Le altre, comunque la si giri, sono purtroppo vittime sacrificabili dell’immaginario collettivo. Una parte importante dell’opinione pubblica come Dante li continua ad immaginare nel IV Cerchio dell’Inferno dove sono puniti gli avari e i prodighi condannati a gridarsi contro Perché tieni? e Perché burli? spingendo i massi fino a scontrarsi nuovamente in un punto opposto del Cerchio. Una caricatura forzata e, a mio parere, un errore.
Eppure se le rispettive associazioni riuscissero a farsi carico di una sintesi vera ne trarrebbero tutte indubbi benefici sul piano del peso politico e dell’immagine nell’opinione pubblica. Soprattutto se maturasse una posizione unitaria sull’aumento dei prezzi. Ma così, per ora, non è. E oggi non c’è nessun retailer medio o piccolo in grado di competere con le decisioni politiche dei tre leader. Discounter a parte.

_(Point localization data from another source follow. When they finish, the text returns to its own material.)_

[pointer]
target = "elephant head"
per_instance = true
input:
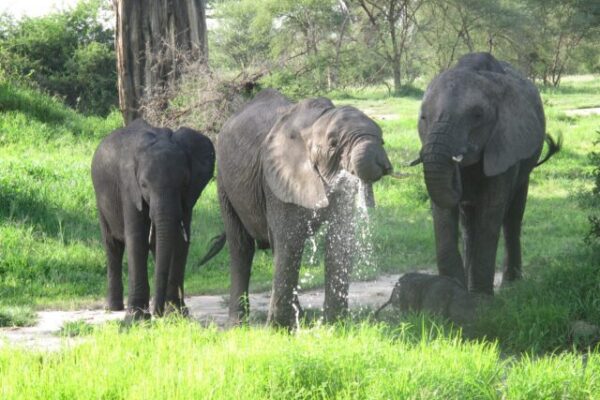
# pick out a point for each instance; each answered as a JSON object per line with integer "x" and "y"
{"x": 164, "y": 178}
{"x": 478, "y": 111}
{"x": 314, "y": 141}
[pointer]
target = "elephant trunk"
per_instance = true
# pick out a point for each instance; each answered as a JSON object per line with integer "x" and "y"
{"x": 369, "y": 161}
{"x": 168, "y": 233}
{"x": 440, "y": 167}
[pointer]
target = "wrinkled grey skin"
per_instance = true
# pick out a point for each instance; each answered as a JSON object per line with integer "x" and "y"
{"x": 276, "y": 181}
{"x": 482, "y": 128}
{"x": 145, "y": 176}
{"x": 435, "y": 294}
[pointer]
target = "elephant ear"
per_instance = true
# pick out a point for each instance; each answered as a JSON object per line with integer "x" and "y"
{"x": 287, "y": 167}
{"x": 201, "y": 155}
{"x": 520, "y": 127}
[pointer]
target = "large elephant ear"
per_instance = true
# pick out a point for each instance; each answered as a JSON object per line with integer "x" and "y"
{"x": 286, "y": 164}
{"x": 519, "y": 131}
{"x": 201, "y": 155}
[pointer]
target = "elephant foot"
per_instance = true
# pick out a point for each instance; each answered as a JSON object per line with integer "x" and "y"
{"x": 176, "y": 308}
{"x": 115, "y": 305}
{"x": 508, "y": 278}
{"x": 136, "y": 315}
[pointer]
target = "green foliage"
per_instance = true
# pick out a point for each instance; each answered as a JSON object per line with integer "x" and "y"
{"x": 69, "y": 54}
{"x": 16, "y": 316}
{"x": 594, "y": 198}
{"x": 340, "y": 362}
{"x": 51, "y": 253}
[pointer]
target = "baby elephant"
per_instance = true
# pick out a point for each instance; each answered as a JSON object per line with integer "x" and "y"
{"x": 441, "y": 295}
{"x": 147, "y": 181}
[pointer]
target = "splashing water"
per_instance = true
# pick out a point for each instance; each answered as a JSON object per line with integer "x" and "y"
{"x": 365, "y": 260}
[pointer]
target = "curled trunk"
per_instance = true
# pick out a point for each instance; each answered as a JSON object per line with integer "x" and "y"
{"x": 442, "y": 175}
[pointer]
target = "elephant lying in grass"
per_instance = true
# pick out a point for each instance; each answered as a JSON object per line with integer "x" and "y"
{"x": 280, "y": 175}
{"x": 435, "y": 294}
{"x": 482, "y": 128}
{"x": 147, "y": 181}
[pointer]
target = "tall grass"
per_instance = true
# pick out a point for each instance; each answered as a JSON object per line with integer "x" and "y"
{"x": 180, "y": 360}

Aggiungo che è fuori dubbio che tutta la GDO è stata colta in anticipo e di sorpresa da questa operazione di Esselunga. L’azienda di Pioltello non è più quella di Bernardo Caprotti quindi è comprensibile che manchi di visione sul piano strategico e politico ma non è nemmeno quella impegnata a cambiare pelle troppo rapidamente guidata dall’ex Sami Kahale. È una realtà che nel proprio perimetro territoriale, organizzativo e culturale non teme confronti e fa, della sua indubbia forza economica e di mestiere, un vero fattore competitivo difficilmente eguagliabile.
E così, più che perdere tempo ad inseguire i negozi di vicinato così lontani dalla sua cultura e dai suoi fondamentali, si trincera dentro i suoi punti di forza e passa all’attacco. Pochi hanno capito la prima mossa di Gabriele Villa. CEO per nomina ma Direttore Commerciale per vocazione. “Abbassiamo i prezzi” più che un messaggio ai propri clienti è un segnale di guerra ai concorrenti. Soprattutto ai discount che spuntano come funghi. E a quei fornitori che pensavano di scaricare oltre il dovuto le loro contraddizioni.
Tutte le insegne fanno promozioni, propongono sconti, sottocosti e tagli prezzi. Soprattutto di questi tempi. Qui c’è però dell’altro. “Esselunga is back” è il messaggio. Per andare dove, lo vedremo molto presto.